Über die Fridolinstraße geht es zurück Richtung Landmannstraße, wo die junge Frau noch einen Abstecher in die Buchhandlung Feussner machen möchte. „Die Landmannstraße ist eine wunderbare Einkaufsstraße, die beste in ganz Ehrenfeld. Hier gibt es noch so viele schöne Geschäfte.“ In der Buchhandlung zieht es sie gleich zum Regal mit der Fantasy-Literatur. Tolkiens Herr der Ringe ist eins ihrer Lieblingsbücher. Ich liebe diese Fantasiewelten.

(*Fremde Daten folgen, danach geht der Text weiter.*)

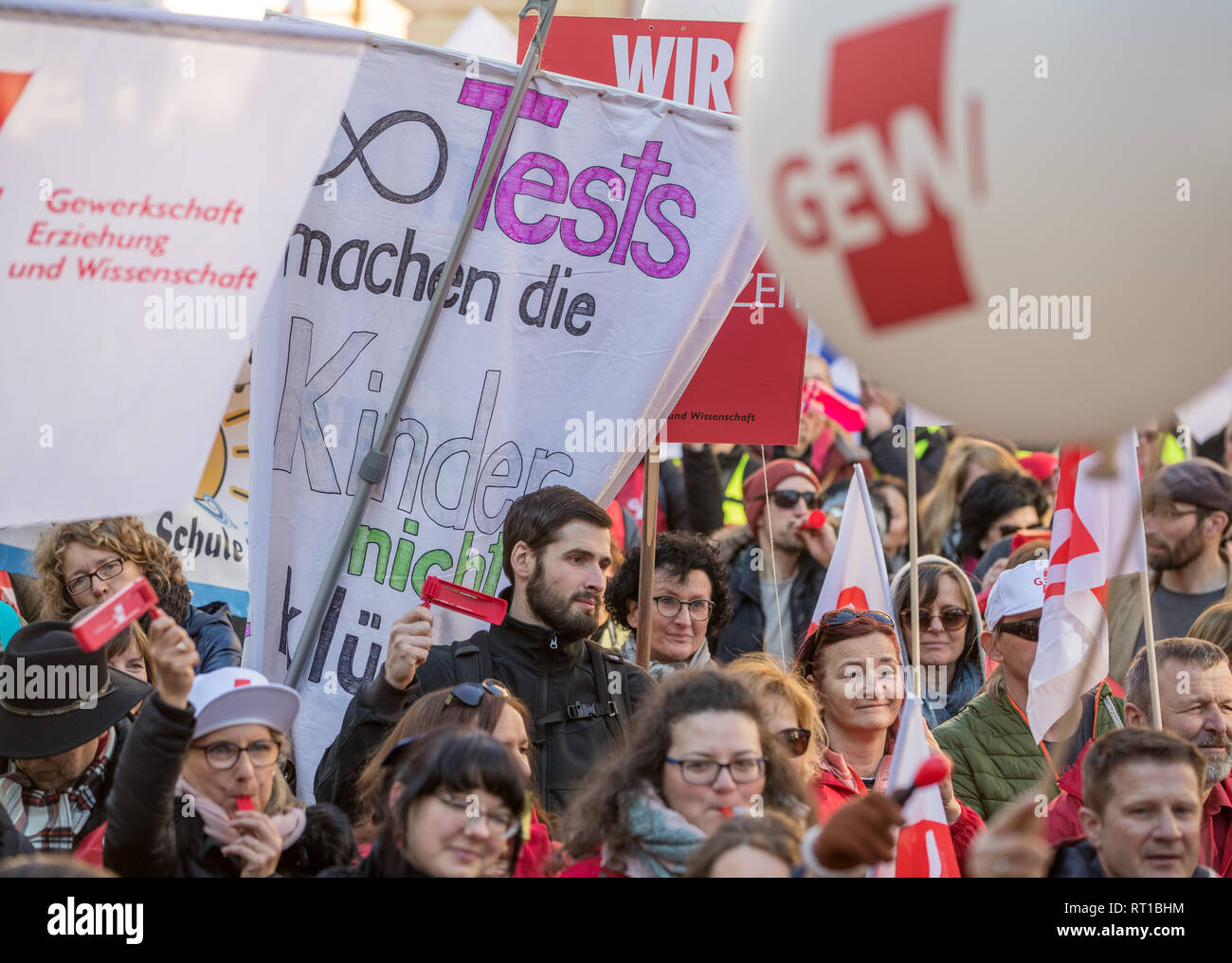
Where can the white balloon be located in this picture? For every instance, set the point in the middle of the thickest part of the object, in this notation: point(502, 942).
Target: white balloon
point(934, 179)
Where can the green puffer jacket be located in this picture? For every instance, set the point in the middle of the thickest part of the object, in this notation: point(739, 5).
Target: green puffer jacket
point(996, 760)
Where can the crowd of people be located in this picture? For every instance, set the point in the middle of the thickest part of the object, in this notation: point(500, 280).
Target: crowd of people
point(537, 748)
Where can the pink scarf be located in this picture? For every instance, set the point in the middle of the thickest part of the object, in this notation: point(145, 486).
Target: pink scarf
point(290, 823)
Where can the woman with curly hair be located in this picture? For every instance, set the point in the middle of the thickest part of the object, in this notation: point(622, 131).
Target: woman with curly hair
point(690, 596)
point(85, 563)
point(698, 755)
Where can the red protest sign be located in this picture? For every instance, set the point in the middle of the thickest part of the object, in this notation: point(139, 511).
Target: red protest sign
point(747, 388)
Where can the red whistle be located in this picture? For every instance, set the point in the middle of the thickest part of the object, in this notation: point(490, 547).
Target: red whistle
point(459, 599)
point(816, 519)
point(101, 626)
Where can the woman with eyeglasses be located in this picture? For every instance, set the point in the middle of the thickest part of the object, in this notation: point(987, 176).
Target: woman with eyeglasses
point(85, 563)
point(853, 663)
point(788, 710)
point(698, 755)
point(950, 627)
point(459, 809)
point(197, 790)
point(487, 706)
point(994, 507)
point(690, 596)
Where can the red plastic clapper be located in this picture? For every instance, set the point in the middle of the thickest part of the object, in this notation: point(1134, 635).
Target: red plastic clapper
point(459, 599)
point(101, 626)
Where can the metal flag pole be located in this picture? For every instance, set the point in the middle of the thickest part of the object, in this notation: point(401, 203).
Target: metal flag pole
point(376, 462)
point(645, 571)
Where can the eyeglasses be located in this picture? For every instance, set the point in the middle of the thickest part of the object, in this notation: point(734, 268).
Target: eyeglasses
point(1029, 628)
point(788, 499)
point(796, 740)
point(669, 608)
point(225, 755)
point(1169, 514)
point(842, 616)
point(499, 824)
point(471, 694)
point(705, 771)
point(951, 618)
point(107, 571)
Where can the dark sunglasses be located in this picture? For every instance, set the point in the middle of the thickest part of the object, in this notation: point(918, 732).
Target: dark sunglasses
point(471, 694)
point(1029, 628)
point(842, 616)
point(796, 740)
point(951, 618)
point(788, 499)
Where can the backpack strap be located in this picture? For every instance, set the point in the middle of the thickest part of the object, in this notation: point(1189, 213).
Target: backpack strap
point(472, 658)
point(607, 708)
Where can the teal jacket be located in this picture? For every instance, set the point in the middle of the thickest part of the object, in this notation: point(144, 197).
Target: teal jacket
point(994, 757)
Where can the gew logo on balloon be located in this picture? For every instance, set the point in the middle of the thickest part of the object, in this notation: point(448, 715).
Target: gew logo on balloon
point(881, 185)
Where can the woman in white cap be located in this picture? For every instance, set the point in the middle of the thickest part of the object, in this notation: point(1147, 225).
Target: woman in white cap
point(197, 794)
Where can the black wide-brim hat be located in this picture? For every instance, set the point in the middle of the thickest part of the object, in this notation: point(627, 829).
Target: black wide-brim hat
point(89, 699)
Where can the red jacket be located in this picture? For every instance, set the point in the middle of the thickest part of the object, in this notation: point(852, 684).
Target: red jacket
point(837, 783)
point(1216, 835)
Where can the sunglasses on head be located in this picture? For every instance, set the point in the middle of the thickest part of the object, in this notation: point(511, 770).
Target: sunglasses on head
point(471, 694)
point(796, 740)
point(842, 616)
point(1026, 628)
point(788, 499)
point(951, 617)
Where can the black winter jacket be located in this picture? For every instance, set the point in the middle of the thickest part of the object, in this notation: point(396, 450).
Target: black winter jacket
point(149, 835)
point(99, 814)
point(546, 673)
point(746, 630)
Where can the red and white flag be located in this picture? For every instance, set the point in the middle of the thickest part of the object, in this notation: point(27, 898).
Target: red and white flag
point(857, 576)
point(1092, 521)
point(925, 847)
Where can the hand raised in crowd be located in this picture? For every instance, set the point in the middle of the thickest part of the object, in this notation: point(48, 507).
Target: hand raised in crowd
point(952, 807)
point(410, 639)
point(175, 657)
point(259, 845)
point(861, 832)
point(1013, 845)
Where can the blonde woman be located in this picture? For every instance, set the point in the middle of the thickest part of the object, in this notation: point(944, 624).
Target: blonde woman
point(788, 710)
point(966, 461)
point(82, 564)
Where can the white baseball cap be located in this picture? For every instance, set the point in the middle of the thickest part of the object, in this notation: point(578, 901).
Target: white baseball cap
point(241, 698)
point(1017, 590)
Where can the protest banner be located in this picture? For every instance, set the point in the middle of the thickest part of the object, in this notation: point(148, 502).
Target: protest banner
point(151, 167)
point(747, 390)
point(603, 262)
point(208, 534)
point(932, 184)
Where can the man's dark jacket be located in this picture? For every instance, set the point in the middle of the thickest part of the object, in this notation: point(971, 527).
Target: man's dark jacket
point(545, 671)
point(746, 630)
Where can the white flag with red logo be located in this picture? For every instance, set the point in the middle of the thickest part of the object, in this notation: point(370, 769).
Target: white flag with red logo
point(925, 847)
point(1092, 521)
point(857, 576)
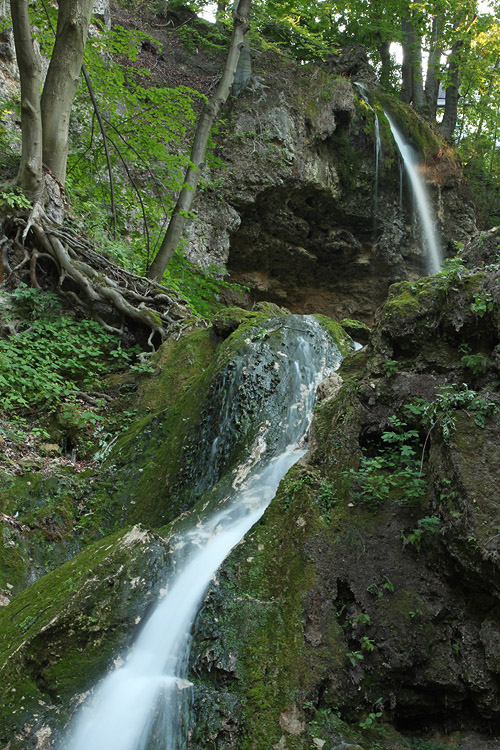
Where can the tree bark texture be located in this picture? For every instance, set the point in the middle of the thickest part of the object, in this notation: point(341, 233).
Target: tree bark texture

Entsprechend ist auch ihr nächster Termin: „Ich muss jetzt nach Hause, ich bin zum Online-Spielen verabredet.“ „Dungeons und Dragons“, ein Spiel, bei dem es darum geht, einen bestimmten Charakter zu verkörpern, steht auf ihrem Tagesplan. „Der ideale Zeitvertreib für eine Schauspielerin“, findet Yáñez Schmidt, die noch einen Herzenswunsch hat: „Dass sich auch in Deutschland die TV- und Theaterproduktionen öffnen für alle. Wenn man in England ins Theater geht, stehen da selbstverständlich auch Schauspieler mit einem anderen Menschenbild auf der Bühne. Und das sind keine inklusiven Ensembles, das ist dort einfach ganz normal.“

Und für ihre Rolle bei der Soko wünscht sie sich, dass ihr Charakter ausgebaut wird und sie noch mehr Facetten bekommt. Doch Yáñez Schmidt ist auch sehr zufrieden mit dem Ist-Zustand: „Das Soko-Team ist super nett und die Leichen die ich begutachte, liegen an den schönsten Orten Kölns. Die erste lag am Eigelstein und andere in tollen Altbauwohnungen im Agnesviertel.“ Doch ihr absolutes Lieblingsveedel ist und bleibt Neuehrenfeld.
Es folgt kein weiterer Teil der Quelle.